A serial program can be executed in the standard UNIX way:

> ./program

This is allowed only for very short runs, since the interactive environment has a 10 minutes time limit: for longer runs please use the "batch" mode.

A parallel program can be executed interactively only within an "Interactive" SLURM batch job, using the "srun" command: the job is queued and scheduled as any other job, but when executed, the standard input, output, and error streams are connected to the terminal session from which srun was launched.

For example, to start an interactive session with the MPI program myprogram, using one node, one processors, one gpu, launch the command:

> salloc -N1 --ntasks-per-node=1 --gres=gpu:1 -A <account_name> -p dvd_usr_prod

SLURM will then schedule your job to start, and your shell will be unresponsive until free resources are allocated for you.

When the shell come back with the prompt, you can execute your program by typing:

> srun ./myprogram

or

> mpirun ./myprogram

The srun command will take by default PMI2 as MPI type.

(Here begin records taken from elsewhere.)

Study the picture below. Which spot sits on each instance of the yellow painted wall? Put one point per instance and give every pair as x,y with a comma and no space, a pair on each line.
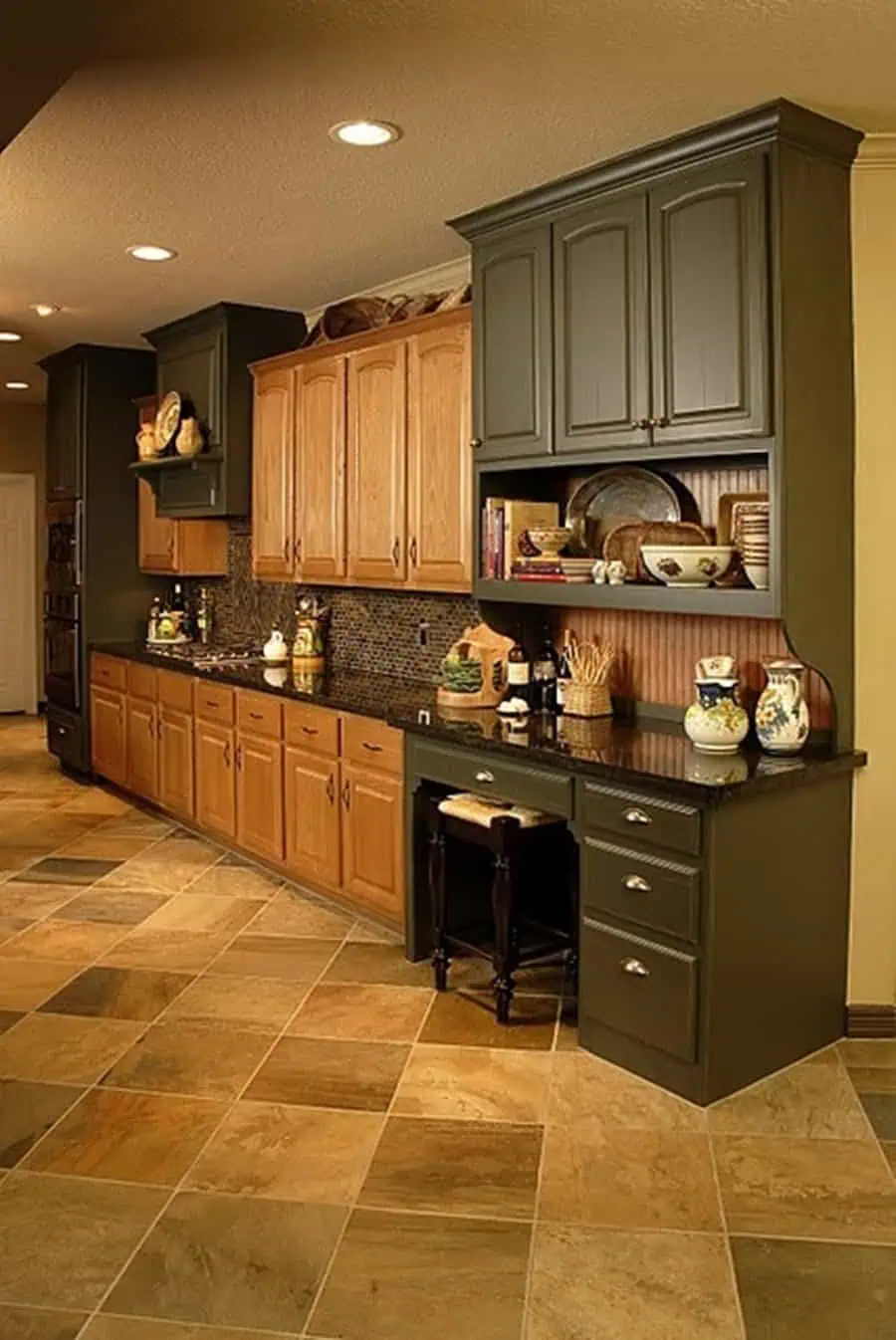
872,968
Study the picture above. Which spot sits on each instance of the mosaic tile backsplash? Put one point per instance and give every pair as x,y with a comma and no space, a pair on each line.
374,631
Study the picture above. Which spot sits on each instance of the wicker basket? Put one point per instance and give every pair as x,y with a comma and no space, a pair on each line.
586,700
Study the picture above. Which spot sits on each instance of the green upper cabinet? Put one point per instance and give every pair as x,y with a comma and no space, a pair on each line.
513,344
710,341
600,326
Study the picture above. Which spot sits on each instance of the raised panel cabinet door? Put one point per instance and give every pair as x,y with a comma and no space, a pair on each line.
710,303
109,735
601,326
272,475
260,794
374,840
216,788
439,494
157,535
313,824
142,748
376,464
321,468
175,762
512,355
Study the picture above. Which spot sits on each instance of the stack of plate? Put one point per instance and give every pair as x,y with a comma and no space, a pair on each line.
751,523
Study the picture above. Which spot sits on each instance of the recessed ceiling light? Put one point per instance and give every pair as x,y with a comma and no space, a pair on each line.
146,251
365,134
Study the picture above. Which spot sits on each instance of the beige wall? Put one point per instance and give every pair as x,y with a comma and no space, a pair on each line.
22,452
872,969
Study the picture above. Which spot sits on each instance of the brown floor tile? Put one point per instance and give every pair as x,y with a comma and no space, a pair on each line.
290,914
63,941
611,1177
227,1261
317,1072
809,1099
456,1168
194,911
27,1111
34,1324
361,1011
596,1284
582,1083
383,965
118,994
66,1239
286,957
186,1057
65,1050
110,905
186,952
466,1019
288,1154
26,984
803,1188
474,1083
67,870
400,1276
811,1290
128,1137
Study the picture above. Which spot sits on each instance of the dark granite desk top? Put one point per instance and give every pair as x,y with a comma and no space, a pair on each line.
615,751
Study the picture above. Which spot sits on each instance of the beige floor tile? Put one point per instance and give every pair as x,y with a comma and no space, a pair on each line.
65,1050
128,1137
597,1284
84,1230
361,1011
807,1099
288,1154
805,1188
612,1177
186,1057
474,1083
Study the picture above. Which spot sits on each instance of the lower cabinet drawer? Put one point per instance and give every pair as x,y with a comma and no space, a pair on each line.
639,988
642,889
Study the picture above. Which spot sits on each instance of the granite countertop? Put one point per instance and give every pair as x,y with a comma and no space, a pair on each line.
624,752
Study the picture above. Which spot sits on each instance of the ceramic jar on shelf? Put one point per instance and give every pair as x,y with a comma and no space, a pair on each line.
783,713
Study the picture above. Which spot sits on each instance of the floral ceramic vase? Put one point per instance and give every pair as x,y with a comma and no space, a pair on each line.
716,723
783,713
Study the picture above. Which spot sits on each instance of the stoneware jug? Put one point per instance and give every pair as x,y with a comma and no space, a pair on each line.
716,723
783,713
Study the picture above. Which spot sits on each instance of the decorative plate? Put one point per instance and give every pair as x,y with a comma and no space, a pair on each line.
167,421
623,494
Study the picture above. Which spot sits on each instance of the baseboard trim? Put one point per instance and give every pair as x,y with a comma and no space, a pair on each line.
871,1019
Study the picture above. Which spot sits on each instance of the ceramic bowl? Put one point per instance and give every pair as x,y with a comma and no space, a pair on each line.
687,564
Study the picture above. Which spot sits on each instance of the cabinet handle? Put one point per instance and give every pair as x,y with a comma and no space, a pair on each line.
636,816
635,885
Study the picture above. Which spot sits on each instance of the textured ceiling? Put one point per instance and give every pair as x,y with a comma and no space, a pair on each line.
204,126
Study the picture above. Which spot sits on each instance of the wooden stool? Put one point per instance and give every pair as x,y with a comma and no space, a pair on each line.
511,833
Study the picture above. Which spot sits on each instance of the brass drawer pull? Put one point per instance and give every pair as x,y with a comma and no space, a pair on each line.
636,816
636,885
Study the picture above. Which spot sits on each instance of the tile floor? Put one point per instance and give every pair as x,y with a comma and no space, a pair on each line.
228,1111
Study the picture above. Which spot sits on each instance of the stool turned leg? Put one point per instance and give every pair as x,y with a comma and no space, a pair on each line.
437,898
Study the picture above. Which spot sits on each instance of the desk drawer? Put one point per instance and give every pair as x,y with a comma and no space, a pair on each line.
489,775
662,823
213,702
643,889
639,988
259,715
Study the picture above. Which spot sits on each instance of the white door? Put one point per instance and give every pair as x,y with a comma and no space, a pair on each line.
18,593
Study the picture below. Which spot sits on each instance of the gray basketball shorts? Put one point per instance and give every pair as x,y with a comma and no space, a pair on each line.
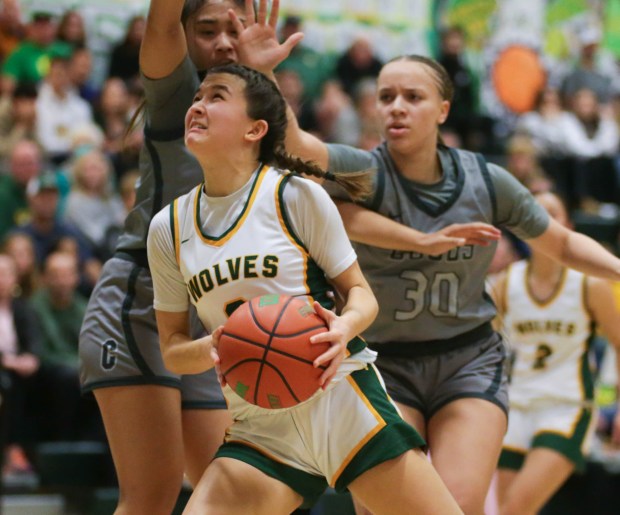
429,382
119,344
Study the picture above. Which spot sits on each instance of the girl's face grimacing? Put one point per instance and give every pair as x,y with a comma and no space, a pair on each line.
218,119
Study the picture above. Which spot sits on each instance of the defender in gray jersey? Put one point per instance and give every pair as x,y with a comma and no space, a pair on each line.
159,423
440,358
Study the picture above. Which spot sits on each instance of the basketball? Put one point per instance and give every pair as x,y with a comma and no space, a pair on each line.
265,351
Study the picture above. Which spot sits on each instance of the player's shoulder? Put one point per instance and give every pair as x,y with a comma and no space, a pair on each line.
174,210
299,187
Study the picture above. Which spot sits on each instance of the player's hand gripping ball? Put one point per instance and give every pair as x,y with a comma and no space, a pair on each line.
265,351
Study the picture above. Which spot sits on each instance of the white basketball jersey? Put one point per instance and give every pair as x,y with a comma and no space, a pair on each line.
257,254
550,340
245,260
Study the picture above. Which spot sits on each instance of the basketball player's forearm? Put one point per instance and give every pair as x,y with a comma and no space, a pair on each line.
588,256
366,226
360,309
183,355
163,46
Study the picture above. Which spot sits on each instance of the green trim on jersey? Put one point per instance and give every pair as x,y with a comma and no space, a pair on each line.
396,438
567,446
316,283
285,218
309,486
570,447
237,223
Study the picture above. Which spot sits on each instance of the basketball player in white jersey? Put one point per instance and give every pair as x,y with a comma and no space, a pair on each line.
289,237
548,313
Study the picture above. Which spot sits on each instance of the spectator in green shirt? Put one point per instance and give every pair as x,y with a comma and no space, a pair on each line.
24,163
60,309
30,60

SLURM automatically exports the environment variables you defined in the source shell, so that if you need to run your program myprogram in a controlled environment (i.e. specific library paths or options), you can prepare the environment in the origin shell being sure to find it in the interactive shell.

Batch

As usual on systems using SLURM, you can submit a script script.x using the command:

> sbatch script.x

You can get a list of defined partitions with the command:

> sinfo

You can simplify the output reported by the sinfo command specifying the output format via the "-o" option. A minimal output is reported, for instance, with:

> sinfo -o "%10D %20F %P"

which shows, for each partition, the total number of nodes and the number of nodes by state in the format "Allocated/Idle/Other/Total".

For more information and examples of job scripts, see section Batch Scheduler SLURM.

Submitting batch jobs on DAVIDE

On DAVIDE it is possible to submit jobs requiring different resources by specifying the corresponding partition.

Summary

In the following table you can find all the main features and limits imposed on the queue. In addition to user-based limits (max cores, memory, max walltime per job), partition-based limits are also imposed (see Max global resources per partition) on the maximum number of nodes which can be used by the running jobs on that partition.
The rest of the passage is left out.